Versuchter Ausverkauf des Widerstands

Die zapatistischen Autoritäten wiesen auch darauf hin, dass die Regierung Hilfsprogramme benutzt, um die Aktivisten mit Geschenken wie Saatgut, Dünger oder Baumaterialien regelrecht aus dem Widerstand herauszukaufen. »Das Geld ist derzeit die mächtigste Waffe der Regierung«, so die zivilen Vertreter der EZLN, »aber wir wollen keine Almosen, wir wollen eine gerechte Welt«.

Die Brigade konnte auch spürbare Fortschritte im Territorium der Zapatistas feststellen, die nach wie vor keine Unterstützung vom Staat annehmen und unabhängige Parallelstrukturen in den Bereichen Gesundheit, Bildung, Verwaltung, Rechtsprechung, Kultur, Kommunikation und Produktion aufbauen.

Ein Beispiel für die Bemühungen, die Situation in den Gemeinden zu verbessern, ist die Frauenklinik im Caracol La Garrucha, die nach der legendären Comandanta Ramona benannt ist, die sich innerhalb der EZLN konsequent für Frauenrechte eingesetzt hatte und 2006 verstorben war. »Wir haben hier vor Jahren zu zweit angefangen und inzwischen sind wir viele Frauen, die in den Dörfern und in der Frauenklinik arbeiten. Wir haben vor allem von den traditionellen Hebammen gelernt«, so eine Gesundheitspromotorin, die Hilfestellung in Sachen Gesundheit gibt. Mütter- und Kindersterblichkeit seien deutlich zurückgegangen. Inzwischen werde auch vermehrt über sexuell übertragbare Krankheiten und die Familienplanung gesprochen – ein Thema, das vor Beginn des Aufstands von 1994 undenkbar gewesen ist: »Wir gehen in die Gemeinden und machen Infoveranstaltungen. Den Männern gefällt das nicht immer, aber inzwischen haben sie eingesehen, dass die Frauen ihre Rechte haben«. Auch die Gesundheitspromotoren der anderen Zonen berichteten, dass es, obzwar noch viel fehle, spürbare Fortschritte gebe, vor allem durch Prävention und die Impfkampagnen für die zapatistischen Kinder.

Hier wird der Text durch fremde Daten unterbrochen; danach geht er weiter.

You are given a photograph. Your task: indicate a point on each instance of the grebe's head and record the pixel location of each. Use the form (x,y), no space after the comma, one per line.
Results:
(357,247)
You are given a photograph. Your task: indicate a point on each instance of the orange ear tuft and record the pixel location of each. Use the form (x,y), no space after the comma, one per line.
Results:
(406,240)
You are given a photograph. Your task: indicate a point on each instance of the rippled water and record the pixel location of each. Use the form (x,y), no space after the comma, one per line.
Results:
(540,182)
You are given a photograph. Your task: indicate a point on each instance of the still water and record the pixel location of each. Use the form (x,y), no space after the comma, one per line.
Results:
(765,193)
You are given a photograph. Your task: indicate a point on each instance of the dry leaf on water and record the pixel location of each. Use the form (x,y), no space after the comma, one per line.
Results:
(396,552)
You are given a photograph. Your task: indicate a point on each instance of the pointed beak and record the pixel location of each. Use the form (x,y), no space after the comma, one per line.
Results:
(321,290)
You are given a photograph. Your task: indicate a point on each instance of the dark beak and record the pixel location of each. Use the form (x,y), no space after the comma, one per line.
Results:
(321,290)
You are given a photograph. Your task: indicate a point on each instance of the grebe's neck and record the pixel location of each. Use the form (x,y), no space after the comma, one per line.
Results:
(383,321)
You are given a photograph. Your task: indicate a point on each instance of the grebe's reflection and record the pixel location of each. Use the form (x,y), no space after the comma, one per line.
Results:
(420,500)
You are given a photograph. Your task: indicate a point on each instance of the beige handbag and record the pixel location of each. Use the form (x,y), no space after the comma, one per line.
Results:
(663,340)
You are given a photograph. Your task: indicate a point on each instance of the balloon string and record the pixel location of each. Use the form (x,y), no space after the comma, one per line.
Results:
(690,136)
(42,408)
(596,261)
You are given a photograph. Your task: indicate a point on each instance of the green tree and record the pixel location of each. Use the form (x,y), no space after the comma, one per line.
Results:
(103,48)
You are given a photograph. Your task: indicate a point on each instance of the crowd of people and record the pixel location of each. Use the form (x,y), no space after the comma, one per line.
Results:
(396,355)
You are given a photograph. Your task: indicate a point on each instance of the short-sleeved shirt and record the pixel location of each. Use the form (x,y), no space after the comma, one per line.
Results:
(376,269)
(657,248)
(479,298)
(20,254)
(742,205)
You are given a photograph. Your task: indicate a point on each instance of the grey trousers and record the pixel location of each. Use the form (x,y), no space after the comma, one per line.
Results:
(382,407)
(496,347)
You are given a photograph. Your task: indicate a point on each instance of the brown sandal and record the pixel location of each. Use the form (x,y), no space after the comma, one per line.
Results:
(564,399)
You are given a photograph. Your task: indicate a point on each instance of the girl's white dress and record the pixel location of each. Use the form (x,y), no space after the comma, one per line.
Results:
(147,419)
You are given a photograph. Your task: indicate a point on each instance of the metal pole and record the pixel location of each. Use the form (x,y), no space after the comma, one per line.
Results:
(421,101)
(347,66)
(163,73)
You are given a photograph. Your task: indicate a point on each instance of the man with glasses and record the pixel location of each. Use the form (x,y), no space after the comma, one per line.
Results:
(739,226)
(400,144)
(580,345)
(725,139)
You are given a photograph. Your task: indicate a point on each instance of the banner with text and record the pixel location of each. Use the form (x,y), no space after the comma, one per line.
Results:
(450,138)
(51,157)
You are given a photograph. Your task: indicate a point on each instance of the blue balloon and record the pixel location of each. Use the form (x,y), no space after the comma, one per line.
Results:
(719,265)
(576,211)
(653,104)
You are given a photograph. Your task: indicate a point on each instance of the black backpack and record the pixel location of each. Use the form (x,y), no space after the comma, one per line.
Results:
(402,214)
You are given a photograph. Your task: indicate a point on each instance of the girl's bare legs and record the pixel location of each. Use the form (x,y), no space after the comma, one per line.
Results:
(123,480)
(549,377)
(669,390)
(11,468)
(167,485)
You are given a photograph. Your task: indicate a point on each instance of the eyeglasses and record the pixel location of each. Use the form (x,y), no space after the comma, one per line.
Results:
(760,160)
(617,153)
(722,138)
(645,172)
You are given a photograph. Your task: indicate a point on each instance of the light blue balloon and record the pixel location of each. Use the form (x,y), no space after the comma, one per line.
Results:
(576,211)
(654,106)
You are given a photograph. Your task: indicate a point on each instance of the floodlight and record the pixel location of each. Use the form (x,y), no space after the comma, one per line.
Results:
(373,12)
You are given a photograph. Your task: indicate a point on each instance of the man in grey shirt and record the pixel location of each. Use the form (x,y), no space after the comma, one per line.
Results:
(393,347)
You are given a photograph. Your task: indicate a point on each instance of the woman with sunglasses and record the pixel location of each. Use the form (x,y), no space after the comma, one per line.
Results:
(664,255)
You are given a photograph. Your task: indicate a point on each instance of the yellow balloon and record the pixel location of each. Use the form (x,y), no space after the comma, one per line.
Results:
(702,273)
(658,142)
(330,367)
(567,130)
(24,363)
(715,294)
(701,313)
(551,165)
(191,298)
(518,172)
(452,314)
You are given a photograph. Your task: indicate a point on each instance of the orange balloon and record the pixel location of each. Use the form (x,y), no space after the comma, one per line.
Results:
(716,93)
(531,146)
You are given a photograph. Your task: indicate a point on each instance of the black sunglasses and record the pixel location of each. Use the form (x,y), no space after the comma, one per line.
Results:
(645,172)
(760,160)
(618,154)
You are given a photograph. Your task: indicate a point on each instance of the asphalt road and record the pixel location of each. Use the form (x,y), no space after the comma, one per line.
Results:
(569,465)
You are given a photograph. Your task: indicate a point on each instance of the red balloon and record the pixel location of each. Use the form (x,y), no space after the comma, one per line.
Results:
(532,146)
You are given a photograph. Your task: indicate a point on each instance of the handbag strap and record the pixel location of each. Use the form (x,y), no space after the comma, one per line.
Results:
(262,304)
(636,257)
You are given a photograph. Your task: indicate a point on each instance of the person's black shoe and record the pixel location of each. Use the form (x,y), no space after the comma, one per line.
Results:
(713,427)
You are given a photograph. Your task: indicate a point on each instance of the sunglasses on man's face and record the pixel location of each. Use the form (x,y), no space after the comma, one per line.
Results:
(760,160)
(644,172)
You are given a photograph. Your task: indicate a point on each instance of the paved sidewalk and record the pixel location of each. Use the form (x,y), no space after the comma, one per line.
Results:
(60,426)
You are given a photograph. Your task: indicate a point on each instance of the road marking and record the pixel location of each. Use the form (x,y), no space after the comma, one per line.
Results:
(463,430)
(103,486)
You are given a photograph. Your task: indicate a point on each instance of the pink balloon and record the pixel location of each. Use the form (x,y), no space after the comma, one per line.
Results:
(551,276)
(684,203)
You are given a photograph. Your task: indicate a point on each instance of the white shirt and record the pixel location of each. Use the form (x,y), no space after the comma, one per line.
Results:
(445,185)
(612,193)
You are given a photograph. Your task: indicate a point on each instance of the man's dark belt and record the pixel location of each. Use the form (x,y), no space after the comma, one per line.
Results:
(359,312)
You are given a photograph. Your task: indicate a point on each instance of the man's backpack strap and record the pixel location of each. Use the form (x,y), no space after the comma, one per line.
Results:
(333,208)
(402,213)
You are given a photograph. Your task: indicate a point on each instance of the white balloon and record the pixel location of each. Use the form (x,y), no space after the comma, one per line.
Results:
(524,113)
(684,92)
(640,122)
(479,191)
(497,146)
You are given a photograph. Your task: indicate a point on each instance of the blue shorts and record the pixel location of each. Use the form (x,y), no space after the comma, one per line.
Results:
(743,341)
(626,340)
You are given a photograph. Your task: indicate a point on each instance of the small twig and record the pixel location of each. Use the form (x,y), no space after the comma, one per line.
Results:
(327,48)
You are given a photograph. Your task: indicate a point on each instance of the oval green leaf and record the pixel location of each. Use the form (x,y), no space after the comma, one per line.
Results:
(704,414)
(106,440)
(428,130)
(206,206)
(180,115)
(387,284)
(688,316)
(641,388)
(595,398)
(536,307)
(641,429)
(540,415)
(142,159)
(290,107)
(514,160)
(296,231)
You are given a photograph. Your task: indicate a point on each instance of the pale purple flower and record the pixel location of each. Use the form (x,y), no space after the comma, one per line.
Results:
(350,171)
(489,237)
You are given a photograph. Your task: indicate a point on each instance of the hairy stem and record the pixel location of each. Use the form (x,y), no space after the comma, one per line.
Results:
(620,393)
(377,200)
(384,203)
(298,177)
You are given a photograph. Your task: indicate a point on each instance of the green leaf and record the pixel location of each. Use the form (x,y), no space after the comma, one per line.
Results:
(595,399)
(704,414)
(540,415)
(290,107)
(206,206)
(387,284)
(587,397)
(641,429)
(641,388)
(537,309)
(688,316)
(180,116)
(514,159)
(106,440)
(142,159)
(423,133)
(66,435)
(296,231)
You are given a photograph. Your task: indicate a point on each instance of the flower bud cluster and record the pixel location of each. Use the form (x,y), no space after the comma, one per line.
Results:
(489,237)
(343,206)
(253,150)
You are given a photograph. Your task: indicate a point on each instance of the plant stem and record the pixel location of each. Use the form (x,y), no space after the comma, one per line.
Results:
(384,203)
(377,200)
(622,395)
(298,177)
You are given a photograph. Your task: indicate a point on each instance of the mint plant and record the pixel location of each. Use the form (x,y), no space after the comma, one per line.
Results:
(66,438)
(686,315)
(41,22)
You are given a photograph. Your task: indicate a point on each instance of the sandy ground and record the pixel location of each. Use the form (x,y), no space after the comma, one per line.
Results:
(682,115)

Ökologischer Anbau für Ernährungssicherung

Darüber hinaus zeigte sich die Brigade davon beeindruckt, dass die Promotoren für Agrarökologie über profunde Kenntnisse des globalen Agrobusiness verfügen und hart daran arbeiten, die kleinbäuerliche Basis verstärkt vom ökologischen Anbau zu überzeugen, um »eine wirkliche Ernährungssouveränität« zu erlangen.

Einen anderen wichtigen Bereich stellen die Radio- und Videokollektive dar. Sie dokumentieren Aspekte wie das Wissen der Alten, die traditionelle Musik aber auch aktuelle Auseinandersetzungen und bilden nach Einschätzung der europäischen Brigade das »politische, kulturelle und soziale Gedächtnis der Bewegung«. Die Brigade unterstrich auf der abschließenden Pressekonferenz ihre Gemeinsamkeiten mit dem Zapatismus. Es gehe darum, »mit dem kapitalistischen Modell und seinen schlechten Regierungen Schluss zu machen«, da diese das Ende der Menschheit und der Natur bedeuteten.